Scrapy的简介与安装
Scrapy 是一种快速的高级 web crawling 和 web scraping 框架,用于对网站内容进行爬取,并从其页面提取结构化数据。
spider
spider是定义一个特定站点(或一组站点)如何被抓取的类,包括如何执行抓取(即跟踪链接)以及如何从页面中提取结构化数据(即抓取项)。换言之,spider是为特定站点(或者在某些情况下,一组站点)定义爬行和解析页面的自定义行为的地方。
Xpath
XPath 是一门在 XML 文档中查找信息的语言,XPath 可用来在 XML 文档中对元素和属性进行遍历
scrapy爬取新闻内容实战
在介绍这个项目之前先说一下这个项目的基本逻辑。
环境准备:
- 首先Ubuntu系统里面需要安装好MongoDB数据库,这个可以参考开源项目MongoDB基础
- python环境中安装好了scrapy, pymongo包
项目逻辑:
- 每天定时从新浪新闻网站上爬取新闻数据存储到mongodb数据库中,并且需要监控每天爬取新闻的状态(比如某天爬取的数据特别少可能是哪里出了问题,需要进行排查)
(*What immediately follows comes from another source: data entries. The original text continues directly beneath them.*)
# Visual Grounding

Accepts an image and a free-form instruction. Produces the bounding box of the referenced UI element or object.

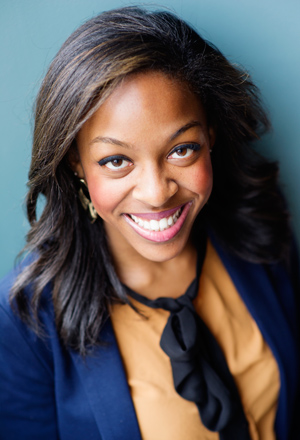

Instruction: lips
[124,202,192,242]
[130,208,181,232]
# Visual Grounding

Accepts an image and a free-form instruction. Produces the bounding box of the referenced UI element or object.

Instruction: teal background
[0,0,300,276]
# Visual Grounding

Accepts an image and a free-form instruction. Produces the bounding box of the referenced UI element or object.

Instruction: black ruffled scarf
[125,234,251,440]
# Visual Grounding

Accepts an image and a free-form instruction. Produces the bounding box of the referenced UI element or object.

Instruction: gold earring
[78,179,98,223]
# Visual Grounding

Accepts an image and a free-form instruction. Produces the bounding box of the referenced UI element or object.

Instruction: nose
[133,166,178,208]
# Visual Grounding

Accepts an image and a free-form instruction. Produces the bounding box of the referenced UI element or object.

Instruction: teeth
[130,208,181,232]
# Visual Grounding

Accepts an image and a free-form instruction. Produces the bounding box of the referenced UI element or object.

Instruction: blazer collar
[71,320,141,440]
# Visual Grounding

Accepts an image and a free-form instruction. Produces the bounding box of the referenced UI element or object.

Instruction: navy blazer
[0,237,300,440]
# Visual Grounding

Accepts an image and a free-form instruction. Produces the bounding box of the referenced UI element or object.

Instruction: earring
[75,177,98,223]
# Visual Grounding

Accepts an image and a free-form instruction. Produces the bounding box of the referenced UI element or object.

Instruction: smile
[130,208,182,232]
[124,202,192,242]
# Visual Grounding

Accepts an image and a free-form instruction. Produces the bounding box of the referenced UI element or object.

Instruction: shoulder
[0,257,54,372]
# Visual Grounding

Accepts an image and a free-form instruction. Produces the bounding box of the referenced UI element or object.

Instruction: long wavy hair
[11,7,289,354]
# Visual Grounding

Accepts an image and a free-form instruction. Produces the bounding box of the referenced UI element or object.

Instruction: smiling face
[73,72,213,261]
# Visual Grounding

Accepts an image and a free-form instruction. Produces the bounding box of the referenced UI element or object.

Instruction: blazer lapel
[211,237,299,439]
[71,321,141,440]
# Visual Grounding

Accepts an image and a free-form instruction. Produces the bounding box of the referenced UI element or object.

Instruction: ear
[208,125,216,150]
[67,142,84,179]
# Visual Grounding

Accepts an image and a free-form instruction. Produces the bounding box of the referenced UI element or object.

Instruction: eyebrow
[90,121,203,148]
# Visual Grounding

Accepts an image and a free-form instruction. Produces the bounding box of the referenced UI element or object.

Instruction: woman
[0,7,299,440]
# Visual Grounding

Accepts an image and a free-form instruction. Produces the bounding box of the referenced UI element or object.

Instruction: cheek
[89,181,123,220]
[189,159,213,199]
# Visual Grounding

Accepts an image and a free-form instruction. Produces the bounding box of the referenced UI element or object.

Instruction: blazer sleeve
[0,276,58,440]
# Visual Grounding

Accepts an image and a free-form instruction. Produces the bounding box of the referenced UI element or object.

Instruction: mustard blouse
[111,241,280,440]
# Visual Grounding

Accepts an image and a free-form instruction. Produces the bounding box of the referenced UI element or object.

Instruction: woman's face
[75,72,214,261]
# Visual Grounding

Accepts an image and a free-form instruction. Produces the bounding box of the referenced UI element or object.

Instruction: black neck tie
[125,236,251,440]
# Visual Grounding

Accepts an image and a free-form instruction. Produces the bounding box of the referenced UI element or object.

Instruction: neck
[106,234,197,299]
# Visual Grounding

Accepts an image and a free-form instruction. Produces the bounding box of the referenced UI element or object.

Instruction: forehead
[78,72,206,145]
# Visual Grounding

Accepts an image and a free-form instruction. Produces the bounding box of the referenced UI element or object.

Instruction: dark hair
[11,7,289,354]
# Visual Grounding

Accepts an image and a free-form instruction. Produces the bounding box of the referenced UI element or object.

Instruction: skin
[71,72,214,298]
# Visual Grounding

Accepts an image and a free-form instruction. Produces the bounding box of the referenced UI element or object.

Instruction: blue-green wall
[0,0,300,276]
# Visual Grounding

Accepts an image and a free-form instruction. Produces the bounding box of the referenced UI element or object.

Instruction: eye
[98,156,132,171]
[168,144,201,159]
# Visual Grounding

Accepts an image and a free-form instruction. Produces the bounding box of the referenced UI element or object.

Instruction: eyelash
[98,144,201,171]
- 每天爬取新闻的时候只爬取当天日期的新闻,主要是为了防止相同的新闻重复爬取(当然这个也不能完全避免爬取重复的新闻,爬取新闻之后需要有一些单独的去重的逻辑)
- 爬虫项目中实现三个核心文件,分别是sina.py(spider),items.py(抽取数据的规范化及字段的定义),pipelines.py(数据写入数据库)
因为新闻爬取项目和新闻推荐系统是放在一起的,为了方便提前学习,下面直接给出项目的目录结构以及重要文件中的代码实现,最终的项目将会和新闻推荐系统一起开源出来

- 创建一个scrapy项目:
scrapy startproject sinanews
- 实现item.py逻辑
# Define here the models for your scraped items
#
# See documentation in:
# https://docs.scrapy.org/en/latest/topics/items.html
import scrapy
from scrapy import Item, Field
# 定义新闻数据的字段
class SinanewsItem(scrapy.Item):
"""数据格式化,数据不同字段的定义
"""
title = Field() # 新闻标题
ctime = Field() # 新闻发布时间
url = Field() # 新闻原始url
raw_key_words = Field() # 新闻关键词(爬取的关键词)
content = Field() # 新闻的具体内容
cate = Field() # 新闻类别
-
实现sina.py (spider)逻辑
这里需要注意的一点,这里在爬取新闻的时候选择的是一个比较简洁的展示网站进行爬取的,相比直接去最新的新浪新闻观光爬取新闻简单很多,简洁的网站大概的链接:https://news.sina.com.cn/roll/#pageid=153&lid=2509&k=&num=50&page=1

# -*- coding: utf-8 -*-
import re
import json
import random
import scrapy
from scrapy import Request
from ..items import SinanewsItem
from datetime import datetime
class SinaSpider(scrapy.Spider):
# spider的名字
name = 'sina_spider'
def __init__(self, pages=None):
super(SinaSpider).__init__()
self.total_pages = int(pages)
# base_url 对应的是新浪新闻的简洁版页面,方便爬虫,并且不同类别的新闻也很好区分
self.base_url = 'https://feed.mix.sina.com.cn/api/roll/get?pageid=153&lid={}&k=&num=50&page={}&r={}'
# lid和分类映射字典
self.cate_dict = {
"2510": "国内",
"2511": "国际",
"2669": "社会",
"2512": "体育",
"2513": "娱乐",
"2514": "军事",
"2515": "科技",
"2516": "财经",
"2517": "股市",
"2518": "美股"
}
def start_requests(self):
"""返回一个Request迭代器
"""
# 遍历所有类型的论文
for cate_id in self.cate_dict.keys():
for page in range(1, self.total_pages + 1):
lid = cate_id
# 这里就是一个随机数,具体含义不是很清楚
r = random.random()
# cb_kwargs 是用来往解析函数parse中传递参数的
yield Request(self.base_url.format(lid, page, r), callback=self.parse, cb_kwargs={"cate_id": lid})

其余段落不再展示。